We know that the data for a single account would give us super fast ES queries, but partitioning into 5,000 indexes seems over the top, and might require a rather large cluster so that no single server has to handle 1,000 indexes.

In my SQL thinking, I keep wanting to make the big monolithic index have a "compound index" aspect (like the accountid), since every query has an accountid prefix, but how best to do this in ES?

How do we find a path forward?

I'd use multi shards + routing (on account Id)
I'd also if possible create may be individual indices for "big" accounts or VIP accounts.

That way you can also dedicate some powerful nodes to the VIP accounts and let the other data goes to the other nodes.

My 2 cents.

David,

Thank you.

If I follow your thinking (and the general thoughts behind routing), what is being said is:

"(a) Multi-shards + routing is like a lightweight approach to (b) discrete indexes. If you think about it, in both a and b require data partitioning logic to be held in the application. But it can be easier to manage and scale a single 'a' than to have thousands of discrete indexes. So build out a data partitioning layer in your app that can handle both a and b, and then tune to taste."

Warm?

My next question would be: Are there any libs out there that have implemented the app layer of this, or am I doing this myself? (No prob either way, just like to see what is being done already.)

Thank you!

I don't think so.

David,

One other question.

How is shards + routing materially better than buckets?

I believe this is the same question as Are contents of a bucket held in the same shard? ?

David,

I am working to deeply understand my options.

Problem statement: With 5000 accounts, my index is 800GB and queries sorting on mult fields are very slow. In my case, I am always sorting by at least three fields: accountid, <something I am interested in>, document-primary-status

I believe the main solution paths are to partition the data by accountid, so that a given query is: (a) running against a smaller index (or shard), and (b) the accountid aspect is already baked into the structure of the underlying data organization

There are currently two paths on the table (thanks very much to your help):

  • Sharding + routing: I move data partition logic into the application layer. I stand up an index with 100 or more shards, and route my insert/update/select/delete calls to the appropriate shard via routing.

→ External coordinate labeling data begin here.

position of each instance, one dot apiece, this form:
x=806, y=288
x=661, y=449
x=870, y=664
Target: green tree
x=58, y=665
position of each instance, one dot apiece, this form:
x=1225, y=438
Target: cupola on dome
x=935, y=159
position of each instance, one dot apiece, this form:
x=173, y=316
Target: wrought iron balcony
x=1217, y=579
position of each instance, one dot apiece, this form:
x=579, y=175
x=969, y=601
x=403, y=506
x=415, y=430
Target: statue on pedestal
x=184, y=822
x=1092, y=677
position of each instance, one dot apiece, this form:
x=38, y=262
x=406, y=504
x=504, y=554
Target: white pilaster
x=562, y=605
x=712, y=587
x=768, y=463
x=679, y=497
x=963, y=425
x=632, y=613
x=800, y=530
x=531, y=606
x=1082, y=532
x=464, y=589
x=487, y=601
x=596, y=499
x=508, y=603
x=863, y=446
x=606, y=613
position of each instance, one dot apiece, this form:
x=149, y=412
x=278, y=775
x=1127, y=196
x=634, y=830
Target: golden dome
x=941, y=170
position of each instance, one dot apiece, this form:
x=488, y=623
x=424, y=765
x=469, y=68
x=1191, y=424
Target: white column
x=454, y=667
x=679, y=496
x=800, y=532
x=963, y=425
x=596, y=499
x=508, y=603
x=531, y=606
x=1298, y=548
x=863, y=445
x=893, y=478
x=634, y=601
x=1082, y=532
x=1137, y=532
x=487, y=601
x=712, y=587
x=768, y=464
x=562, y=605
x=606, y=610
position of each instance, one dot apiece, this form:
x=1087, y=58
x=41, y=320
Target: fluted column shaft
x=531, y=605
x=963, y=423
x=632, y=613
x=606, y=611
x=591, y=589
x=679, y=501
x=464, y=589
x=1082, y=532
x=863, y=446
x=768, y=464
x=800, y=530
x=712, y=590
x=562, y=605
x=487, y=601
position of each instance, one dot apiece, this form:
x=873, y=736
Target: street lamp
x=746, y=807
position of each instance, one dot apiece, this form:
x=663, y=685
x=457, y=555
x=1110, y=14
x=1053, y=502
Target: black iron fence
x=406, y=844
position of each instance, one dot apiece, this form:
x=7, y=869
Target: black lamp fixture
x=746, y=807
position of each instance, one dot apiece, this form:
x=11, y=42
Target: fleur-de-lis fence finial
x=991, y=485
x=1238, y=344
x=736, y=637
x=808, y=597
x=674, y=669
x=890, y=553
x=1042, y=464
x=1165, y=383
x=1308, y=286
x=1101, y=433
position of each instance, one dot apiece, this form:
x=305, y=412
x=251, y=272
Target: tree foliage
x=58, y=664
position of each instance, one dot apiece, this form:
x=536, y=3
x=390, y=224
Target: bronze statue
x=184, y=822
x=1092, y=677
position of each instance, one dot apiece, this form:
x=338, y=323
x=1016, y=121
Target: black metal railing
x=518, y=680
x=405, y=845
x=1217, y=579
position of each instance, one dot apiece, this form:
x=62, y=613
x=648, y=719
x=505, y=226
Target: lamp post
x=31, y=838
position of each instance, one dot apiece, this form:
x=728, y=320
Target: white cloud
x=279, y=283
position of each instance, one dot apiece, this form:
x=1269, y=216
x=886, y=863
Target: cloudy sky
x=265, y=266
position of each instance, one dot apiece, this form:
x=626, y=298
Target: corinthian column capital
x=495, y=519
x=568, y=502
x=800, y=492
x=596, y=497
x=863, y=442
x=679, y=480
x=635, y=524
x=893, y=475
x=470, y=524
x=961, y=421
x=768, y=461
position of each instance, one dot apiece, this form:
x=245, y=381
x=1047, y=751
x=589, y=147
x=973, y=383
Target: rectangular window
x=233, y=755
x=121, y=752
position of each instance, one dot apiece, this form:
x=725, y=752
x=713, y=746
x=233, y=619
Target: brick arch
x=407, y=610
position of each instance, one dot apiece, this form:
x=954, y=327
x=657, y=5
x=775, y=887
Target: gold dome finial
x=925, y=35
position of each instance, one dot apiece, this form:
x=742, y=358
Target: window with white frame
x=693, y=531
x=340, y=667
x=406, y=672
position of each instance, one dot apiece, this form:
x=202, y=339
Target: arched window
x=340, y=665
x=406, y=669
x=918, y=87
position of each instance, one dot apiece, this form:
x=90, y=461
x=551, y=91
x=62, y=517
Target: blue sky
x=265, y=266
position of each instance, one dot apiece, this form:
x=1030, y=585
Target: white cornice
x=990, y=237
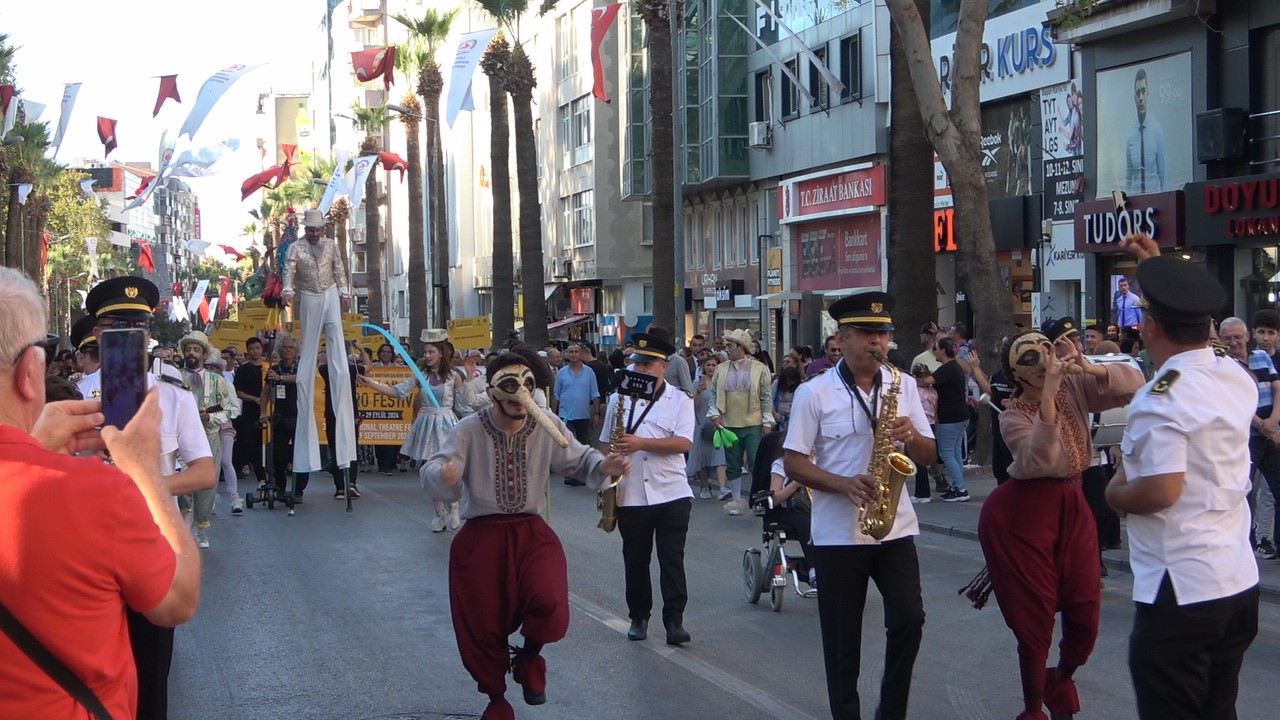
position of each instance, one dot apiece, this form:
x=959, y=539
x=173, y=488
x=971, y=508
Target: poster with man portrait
x=1146, y=128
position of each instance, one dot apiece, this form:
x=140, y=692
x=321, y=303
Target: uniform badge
x=1165, y=382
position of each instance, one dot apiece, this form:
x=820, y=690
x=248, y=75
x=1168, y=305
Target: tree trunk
x=494, y=65
x=663, y=164
x=373, y=241
x=439, y=194
x=955, y=136
x=531, y=274
x=910, y=205
x=417, y=288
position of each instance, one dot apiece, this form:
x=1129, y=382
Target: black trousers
x=247, y=449
x=282, y=454
x=844, y=572
x=152, y=654
x=1185, y=660
x=644, y=528
x=1093, y=482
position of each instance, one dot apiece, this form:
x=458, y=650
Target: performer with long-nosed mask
x=507, y=568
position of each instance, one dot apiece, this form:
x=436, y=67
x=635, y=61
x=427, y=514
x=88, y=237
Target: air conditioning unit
x=759, y=135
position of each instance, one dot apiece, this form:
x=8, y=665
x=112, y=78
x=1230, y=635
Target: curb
x=1121, y=564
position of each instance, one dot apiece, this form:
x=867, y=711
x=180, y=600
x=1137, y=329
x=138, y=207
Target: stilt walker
x=314, y=273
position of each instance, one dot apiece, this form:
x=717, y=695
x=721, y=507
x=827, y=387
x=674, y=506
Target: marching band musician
x=830, y=446
x=1183, y=486
x=654, y=499
x=129, y=302
x=507, y=568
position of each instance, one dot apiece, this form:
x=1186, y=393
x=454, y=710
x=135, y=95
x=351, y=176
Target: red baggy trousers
x=1041, y=546
x=506, y=573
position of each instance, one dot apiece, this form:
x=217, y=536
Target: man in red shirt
x=80, y=540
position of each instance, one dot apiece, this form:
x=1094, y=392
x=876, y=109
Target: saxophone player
x=836, y=420
x=654, y=499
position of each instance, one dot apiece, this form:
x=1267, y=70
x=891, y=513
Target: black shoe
x=639, y=630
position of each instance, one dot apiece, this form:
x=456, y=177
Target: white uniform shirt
x=1198, y=425
x=654, y=478
x=830, y=425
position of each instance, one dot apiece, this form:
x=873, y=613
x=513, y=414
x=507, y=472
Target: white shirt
x=654, y=478
x=1198, y=425
x=830, y=425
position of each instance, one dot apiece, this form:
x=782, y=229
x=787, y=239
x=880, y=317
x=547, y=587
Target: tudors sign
x=1098, y=228
x=1234, y=210
x=836, y=194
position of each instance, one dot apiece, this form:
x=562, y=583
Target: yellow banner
x=467, y=333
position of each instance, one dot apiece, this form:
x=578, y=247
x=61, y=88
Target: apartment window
x=583, y=218
x=818, y=86
x=851, y=67
x=764, y=96
x=790, y=92
x=576, y=131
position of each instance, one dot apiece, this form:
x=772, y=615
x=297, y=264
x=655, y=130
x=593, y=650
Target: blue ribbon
x=408, y=360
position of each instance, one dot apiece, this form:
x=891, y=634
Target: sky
x=118, y=50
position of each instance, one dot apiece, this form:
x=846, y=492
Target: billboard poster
x=1148, y=140
x=1006, y=147
x=1063, y=142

  • buckets: I create buckets, to hold either single accountid or a set of accountids. I then manage at the bucket layer, and let ES map the buckets to shards.

I am working to:

  • More deeply understand the benefits and issues of each approach

  • Confirm that these are the two paths I should examine (that there is not a viable third or fourth option)

Any and all input appreciated!

800gb for how many shards?

BTW why do you sort by accountid?
It does not make sense to me. Could you share a typical query?

This topic was automatically closed 28 days after the last reply. New replies are no longer allowed.